Coercion as defense.

- Coercion is no defense when any reasonable way to escape threat of harm is available. Proctor v. State, 139 Ga. App. 794, 229 S.E.2d 675 (1976); Vowell v. State, 174 Ga. App. 426, 330 S.E.2d 167 (1985).

Whether any reasonable way of escaping threat of harm is available is for jury determination. Proctor v. State, 139 Ga. App. 794, 229 S.E.2d 675 (1976).

Negligence of keeper of jail is no defense to charge of escape. Johnson v. State, 246 Ga. 126, 269 S.E.2d 18 (1980).

Effect of deprivation of procedural rights prior to conviction.

- Fact that accused may have been deprived of various procedural rights prior to conviction or sentence does not render the accused's imprisonment so void as to justify escape. Grimes v. Burch, 223 Ga. 856, 159 S.E.2d 69 (1968).

Defendant not in lawful custody.

- Defendant was not lawfully arrested for disorderly conduct because Georgia law did not criminalize obscene language; therefore, because the defendant was not in lawful custody, the defendant could not be charged with escape in violation of O.C.G.A. § 16-10-52(a)(2) when the defendant elbowed the chief of police during a pat down and ran from the scene. Meadows v. State, 303 Ga. App. 40, 692 S.E.2d 708 (2010).

Deprivation of counsel does not invalidate conviction so as to justify escape, and failure to promptly grant hearing or trial does not render imprisonment so unlawful as to excuse escape. Grimes v. Burch, 223 Ga. 856, 159 S.E.2d 69 (1968).

Escape by one deprived of right to jury trial.

- When one is deprived of constitutional right to jury trial, or to preliminary examination required by statute, one's confinement may be so void that one's escape therefrom is justified. Grimes v. Burch, 223 Ga. 856, 159 S.E.2d 69 (1968).

That defendant is a chronic alcoholic is not an excuse for offense of escape. Grimes v. Burch, 223 Ga. 856, 159 S.E.2d 69 (1968).

Alcoholism is not involuntary intoxication and, consequently, is not a defense to offense of escape or any other criminal act or omission. Ford v. State, 164 Ga. App. 620, 298 S.E.2d 327 (1982).

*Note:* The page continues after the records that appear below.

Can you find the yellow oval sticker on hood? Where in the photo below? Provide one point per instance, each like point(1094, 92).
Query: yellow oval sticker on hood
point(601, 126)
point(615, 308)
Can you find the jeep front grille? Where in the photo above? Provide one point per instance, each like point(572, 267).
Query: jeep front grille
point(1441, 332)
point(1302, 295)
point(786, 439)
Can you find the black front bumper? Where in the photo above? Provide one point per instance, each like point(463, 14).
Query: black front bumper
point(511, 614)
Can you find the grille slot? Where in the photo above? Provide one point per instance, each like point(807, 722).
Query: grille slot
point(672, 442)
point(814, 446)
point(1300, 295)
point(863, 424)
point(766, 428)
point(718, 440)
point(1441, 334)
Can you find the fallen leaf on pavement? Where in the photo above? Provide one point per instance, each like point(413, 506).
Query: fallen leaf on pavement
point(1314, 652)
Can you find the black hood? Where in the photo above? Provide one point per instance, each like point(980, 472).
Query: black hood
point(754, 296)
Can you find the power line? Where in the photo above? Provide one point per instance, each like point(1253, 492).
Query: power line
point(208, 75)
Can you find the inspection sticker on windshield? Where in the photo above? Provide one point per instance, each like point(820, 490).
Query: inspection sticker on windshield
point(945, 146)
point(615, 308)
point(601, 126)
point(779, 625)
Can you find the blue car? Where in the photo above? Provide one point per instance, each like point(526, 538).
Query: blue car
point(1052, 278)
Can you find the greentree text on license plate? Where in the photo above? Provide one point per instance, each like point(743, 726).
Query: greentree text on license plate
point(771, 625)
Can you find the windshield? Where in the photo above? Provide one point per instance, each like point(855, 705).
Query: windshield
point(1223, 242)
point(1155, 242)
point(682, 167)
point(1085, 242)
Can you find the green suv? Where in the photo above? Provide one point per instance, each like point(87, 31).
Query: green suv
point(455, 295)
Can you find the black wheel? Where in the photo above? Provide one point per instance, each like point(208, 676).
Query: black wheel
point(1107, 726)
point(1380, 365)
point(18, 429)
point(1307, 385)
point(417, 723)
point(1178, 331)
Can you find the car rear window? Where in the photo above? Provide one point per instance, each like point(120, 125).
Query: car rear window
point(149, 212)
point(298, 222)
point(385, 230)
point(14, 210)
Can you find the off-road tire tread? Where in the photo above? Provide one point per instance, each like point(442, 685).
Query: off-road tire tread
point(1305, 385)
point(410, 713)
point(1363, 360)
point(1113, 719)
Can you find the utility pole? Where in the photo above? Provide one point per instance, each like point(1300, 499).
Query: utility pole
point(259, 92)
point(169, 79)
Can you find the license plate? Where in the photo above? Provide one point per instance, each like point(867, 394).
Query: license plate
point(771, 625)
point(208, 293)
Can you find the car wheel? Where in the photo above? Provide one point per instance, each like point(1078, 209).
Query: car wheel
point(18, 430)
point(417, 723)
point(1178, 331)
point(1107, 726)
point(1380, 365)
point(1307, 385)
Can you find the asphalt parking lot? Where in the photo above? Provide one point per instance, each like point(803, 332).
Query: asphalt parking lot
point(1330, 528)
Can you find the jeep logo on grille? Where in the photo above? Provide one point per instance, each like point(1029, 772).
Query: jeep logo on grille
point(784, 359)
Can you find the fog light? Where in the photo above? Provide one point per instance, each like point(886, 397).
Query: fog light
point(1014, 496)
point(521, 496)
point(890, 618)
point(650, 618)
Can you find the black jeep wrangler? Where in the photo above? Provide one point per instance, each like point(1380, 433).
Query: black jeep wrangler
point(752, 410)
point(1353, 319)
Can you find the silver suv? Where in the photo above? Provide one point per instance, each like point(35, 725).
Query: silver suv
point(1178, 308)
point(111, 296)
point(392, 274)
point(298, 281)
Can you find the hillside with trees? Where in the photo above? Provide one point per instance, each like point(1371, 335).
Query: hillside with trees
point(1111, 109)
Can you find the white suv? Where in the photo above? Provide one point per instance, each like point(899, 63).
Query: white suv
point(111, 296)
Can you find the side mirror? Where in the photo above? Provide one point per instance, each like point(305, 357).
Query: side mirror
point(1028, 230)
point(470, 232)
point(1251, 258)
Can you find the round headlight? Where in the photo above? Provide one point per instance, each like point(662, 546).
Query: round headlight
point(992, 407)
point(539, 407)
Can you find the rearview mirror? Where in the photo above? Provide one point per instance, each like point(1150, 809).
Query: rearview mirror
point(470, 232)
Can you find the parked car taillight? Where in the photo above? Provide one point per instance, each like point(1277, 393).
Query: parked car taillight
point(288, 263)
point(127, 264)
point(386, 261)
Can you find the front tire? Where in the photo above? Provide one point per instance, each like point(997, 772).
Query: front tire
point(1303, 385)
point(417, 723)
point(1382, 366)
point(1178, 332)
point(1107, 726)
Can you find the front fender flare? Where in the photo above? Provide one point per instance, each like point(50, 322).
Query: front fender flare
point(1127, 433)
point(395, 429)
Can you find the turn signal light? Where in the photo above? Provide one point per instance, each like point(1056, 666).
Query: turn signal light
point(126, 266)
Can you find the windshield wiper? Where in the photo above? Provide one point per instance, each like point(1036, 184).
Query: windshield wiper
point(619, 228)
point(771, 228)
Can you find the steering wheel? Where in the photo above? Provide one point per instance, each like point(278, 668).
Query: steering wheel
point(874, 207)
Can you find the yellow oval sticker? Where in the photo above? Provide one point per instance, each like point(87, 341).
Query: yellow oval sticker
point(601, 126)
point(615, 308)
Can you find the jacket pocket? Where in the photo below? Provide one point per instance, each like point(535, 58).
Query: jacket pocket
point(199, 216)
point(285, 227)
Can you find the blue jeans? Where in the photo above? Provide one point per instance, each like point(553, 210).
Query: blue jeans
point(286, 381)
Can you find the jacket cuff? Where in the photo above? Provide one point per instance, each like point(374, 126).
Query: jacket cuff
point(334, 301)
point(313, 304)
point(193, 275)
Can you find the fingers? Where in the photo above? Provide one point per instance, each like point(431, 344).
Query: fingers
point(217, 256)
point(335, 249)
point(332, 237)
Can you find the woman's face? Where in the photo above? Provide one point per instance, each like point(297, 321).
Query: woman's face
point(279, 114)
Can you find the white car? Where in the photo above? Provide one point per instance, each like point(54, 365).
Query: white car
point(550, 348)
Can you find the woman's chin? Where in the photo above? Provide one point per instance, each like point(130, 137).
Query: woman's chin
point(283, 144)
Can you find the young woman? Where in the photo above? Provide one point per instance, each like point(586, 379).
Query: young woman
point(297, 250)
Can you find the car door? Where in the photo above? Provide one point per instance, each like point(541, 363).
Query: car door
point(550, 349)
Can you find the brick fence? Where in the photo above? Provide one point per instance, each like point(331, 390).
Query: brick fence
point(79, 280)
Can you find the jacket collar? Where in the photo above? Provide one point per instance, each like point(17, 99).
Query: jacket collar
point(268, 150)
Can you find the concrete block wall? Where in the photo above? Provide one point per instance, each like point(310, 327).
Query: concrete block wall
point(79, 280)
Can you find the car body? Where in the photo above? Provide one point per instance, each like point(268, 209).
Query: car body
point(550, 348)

Actions not result of drunken stupor.

- Taking car and changing out of prison clothing indicate defendant had not merely wandered off in drunken stupor. Holt v. State, 143 Ga. App. 438, 238 S.E.2d 763 (1977).

Application

Inmate's unauthorized departure from unsupervised work site on state property.

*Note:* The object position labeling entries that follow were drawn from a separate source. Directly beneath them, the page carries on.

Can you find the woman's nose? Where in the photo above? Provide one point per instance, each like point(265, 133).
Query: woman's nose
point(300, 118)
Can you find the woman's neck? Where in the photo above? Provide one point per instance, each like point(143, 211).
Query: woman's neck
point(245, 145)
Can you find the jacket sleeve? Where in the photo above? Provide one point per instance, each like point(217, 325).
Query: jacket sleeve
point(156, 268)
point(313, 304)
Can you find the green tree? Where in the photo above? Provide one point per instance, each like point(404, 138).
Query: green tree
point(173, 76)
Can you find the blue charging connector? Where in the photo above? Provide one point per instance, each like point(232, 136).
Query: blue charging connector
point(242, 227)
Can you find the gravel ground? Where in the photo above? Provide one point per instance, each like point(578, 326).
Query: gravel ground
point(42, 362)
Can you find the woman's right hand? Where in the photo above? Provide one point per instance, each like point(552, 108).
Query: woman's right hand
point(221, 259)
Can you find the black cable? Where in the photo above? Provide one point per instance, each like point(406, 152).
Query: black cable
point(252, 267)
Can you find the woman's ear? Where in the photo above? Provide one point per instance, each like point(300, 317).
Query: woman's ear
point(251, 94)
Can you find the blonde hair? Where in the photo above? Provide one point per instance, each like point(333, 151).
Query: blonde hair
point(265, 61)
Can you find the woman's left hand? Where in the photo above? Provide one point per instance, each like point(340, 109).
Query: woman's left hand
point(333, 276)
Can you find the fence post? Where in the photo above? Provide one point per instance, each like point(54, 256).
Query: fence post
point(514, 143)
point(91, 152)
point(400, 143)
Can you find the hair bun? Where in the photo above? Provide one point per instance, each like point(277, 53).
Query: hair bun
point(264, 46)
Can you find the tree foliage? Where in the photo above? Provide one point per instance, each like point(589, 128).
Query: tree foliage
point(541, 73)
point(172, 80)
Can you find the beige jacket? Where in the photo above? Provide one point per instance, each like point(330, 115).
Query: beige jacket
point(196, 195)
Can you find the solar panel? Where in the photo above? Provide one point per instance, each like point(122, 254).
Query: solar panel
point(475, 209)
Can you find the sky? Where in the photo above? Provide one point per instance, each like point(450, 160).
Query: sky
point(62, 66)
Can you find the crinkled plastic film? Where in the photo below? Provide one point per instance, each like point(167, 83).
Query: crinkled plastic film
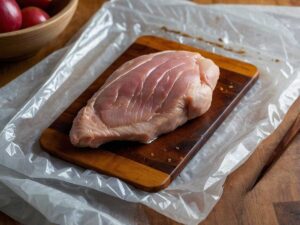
point(49, 190)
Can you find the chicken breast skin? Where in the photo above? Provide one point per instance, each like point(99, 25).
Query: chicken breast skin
point(147, 96)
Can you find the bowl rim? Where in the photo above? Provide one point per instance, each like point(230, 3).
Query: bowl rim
point(53, 19)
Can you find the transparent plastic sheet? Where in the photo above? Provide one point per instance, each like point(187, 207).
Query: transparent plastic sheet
point(63, 193)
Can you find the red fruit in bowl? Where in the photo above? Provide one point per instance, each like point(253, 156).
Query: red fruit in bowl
point(10, 16)
point(38, 3)
point(33, 16)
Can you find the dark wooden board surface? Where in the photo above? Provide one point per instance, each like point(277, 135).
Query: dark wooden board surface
point(152, 167)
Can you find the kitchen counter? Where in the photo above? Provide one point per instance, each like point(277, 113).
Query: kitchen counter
point(249, 197)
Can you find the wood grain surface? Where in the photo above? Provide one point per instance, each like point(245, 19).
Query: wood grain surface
point(271, 201)
point(152, 167)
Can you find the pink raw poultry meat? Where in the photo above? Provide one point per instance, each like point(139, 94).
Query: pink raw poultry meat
point(147, 96)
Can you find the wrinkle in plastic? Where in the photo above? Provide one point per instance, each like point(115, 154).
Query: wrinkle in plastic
point(63, 193)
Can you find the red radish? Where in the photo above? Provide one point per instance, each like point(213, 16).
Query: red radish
point(10, 16)
point(38, 3)
point(33, 16)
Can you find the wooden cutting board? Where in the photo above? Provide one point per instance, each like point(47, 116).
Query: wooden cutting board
point(152, 167)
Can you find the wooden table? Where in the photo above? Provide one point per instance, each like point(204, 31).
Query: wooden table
point(275, 199)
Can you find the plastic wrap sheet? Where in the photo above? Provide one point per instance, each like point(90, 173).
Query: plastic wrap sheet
point(50, 190)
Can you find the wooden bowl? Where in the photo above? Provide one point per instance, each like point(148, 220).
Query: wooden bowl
point(23, 43)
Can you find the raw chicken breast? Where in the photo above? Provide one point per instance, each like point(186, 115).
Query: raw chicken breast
point(147, 96)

- Prisoner who due to good behavior was assigned to unconfined and unsupervised daily work for state outside of correctional institution was restricted to perimeters of state property upon which the prisoner worked and remained at all times in constructive custody of state. Unauthorized departure from work site constituted a violation of O.C.G.A. § 16-10-52. Hendrickson v. State, 159 Ga. App. 628, 284 S.E.2d 645 (1981).

City hospital administering emergency treatment is "place of lawful confinement."

- Prisoner who left city hospital without authorization upon receiving emergency medical treatment escaped from "place of lawful confinement" within meaning of O.C.G.A. § 16-10-52. Hornsby v. State, 159 Ga. App. 672, 284 S.E.2d 630 (1981).

One convicted of violating municipal ordinances who escapes unarmed.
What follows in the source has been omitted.